La victoire surprise du Brexit au référendum a aussi porté un coup à la livre sterling dont elle ne s’est toujours pas encore remise. Cela a notamment contribué à la hausse du prix des importations, et donc du coût de la vie, notamment dans l’alimentation (+3 %), sans pour autant profiter aux exportations britanniques, a estimé d’autres recherches, cette fois du Centre for Economic Performance.

 

Le rétablissement des contrôles, des règles différentes et des formalités administratives à la frontière entre le Royaume-Uni et l’Europe semblent largement responsables non seulement de la chute du volume, mais aussi de la variété de biens échangés entre les deux économies (de 70 000 à 42 000), expliquait dans le Financial Times en novembre June Du, une experte de l’Université Aston, à Birmingham.

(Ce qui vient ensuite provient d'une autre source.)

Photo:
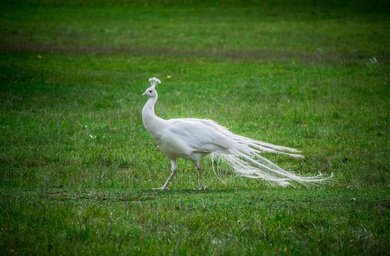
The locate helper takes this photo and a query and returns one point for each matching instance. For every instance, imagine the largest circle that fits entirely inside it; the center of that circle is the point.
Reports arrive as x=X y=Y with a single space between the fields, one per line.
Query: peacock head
x=151 y=91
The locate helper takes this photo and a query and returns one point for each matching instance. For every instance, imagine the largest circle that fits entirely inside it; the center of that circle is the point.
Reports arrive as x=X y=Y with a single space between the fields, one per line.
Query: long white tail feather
x=245 y=160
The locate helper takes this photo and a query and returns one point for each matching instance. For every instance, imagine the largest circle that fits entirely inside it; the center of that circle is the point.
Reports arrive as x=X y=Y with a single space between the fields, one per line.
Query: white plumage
x=194 y=139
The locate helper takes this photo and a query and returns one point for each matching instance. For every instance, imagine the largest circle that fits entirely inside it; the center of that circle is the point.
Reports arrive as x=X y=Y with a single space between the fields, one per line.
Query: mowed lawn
x=77 y=167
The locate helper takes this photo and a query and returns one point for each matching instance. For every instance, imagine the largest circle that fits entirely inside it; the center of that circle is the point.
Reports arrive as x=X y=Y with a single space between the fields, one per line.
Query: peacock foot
x=162 y=188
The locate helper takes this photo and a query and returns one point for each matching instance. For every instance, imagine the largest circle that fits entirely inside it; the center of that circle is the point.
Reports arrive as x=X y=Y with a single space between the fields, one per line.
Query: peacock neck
x=152 y=123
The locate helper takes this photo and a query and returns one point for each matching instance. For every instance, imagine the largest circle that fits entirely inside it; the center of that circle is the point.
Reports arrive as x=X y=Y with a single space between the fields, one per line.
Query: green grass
x=77 y=165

L’incertitude dans laquelle le Brexit a plongé les grandes entreprises en a amené plusieurs à retarder des investissements ou à se tourner vers d’autres destinations en Europe. Cela a été le cas, entre autres, dans le secteur financier, étroitement lié jusque-là à la City de Londres, mais aussi dans l’automobile, au moment où cette industrie amorçait son grand virage vers les véhicules électriques, rapportait en novembre Le Monde.

Bonne chance !

Mais le mal est fait. La plupart des opposants au Brexit reconnaissent qu’un retour en arrière n’est pas possible, du moins à moyen terme. Quant à ses partisans, certains sont maintenant prêts à reconnaître que la séparation n’a pas apporté les bénéfices promis et qu’il est temps de s’attaquer à ses principaux problèmes, rapportait le mois dernier le quotidien Le Monde dans un article intitulé « Entrer enfin dans l’âge de raison du Brexit ».

On admet, entre autres, que ce sera beaucoup plus long et compliqué que ce qu’on avait fait miroiter de conclure de nouvelles grandes ententes commerciales avec les États-Unis, l’Inde, la Corée du Sud ou le Canada, ou même de se joindre au Partenariat transpacifique global et progressiste.

À plus court terme, le Royaume-Uni devra s’atteler au « chantier titanesque » de l’avenir des réglementations héritées de l’Union européenne, a rappelé au début de l’année Les Échos. Au coeur du prétendu corset imposé à l’économie, il est question des règles héritées de la période où le pays a été membre de l’UE, que ce soit en matière du temps de travail, des conditions du congé de maternité, des normes environnementales, de la sécurité électrique, des normes alimentaires, du droit des consommateurs ou même de la capture accidentelle des dauphins. Ces règles se retrouvent enchâssées dans plus de 4000 lois « que les Britanniques vont maintenant devoir décider de conserver, de modifier ou de tout simplement supprimer », rappelait l’article.

L’affaire soulève toutes sortes de nouvelles incertitudes pour les entreprises et de l’inquiétude dans le public en matière, entre autres, de sécurité et de compatibilités avec le marché européen. On avait promis à l’époque d’effectuer ce travail en 100 jours, mais on s’accorde désormais jusqu’à la fin de l’année.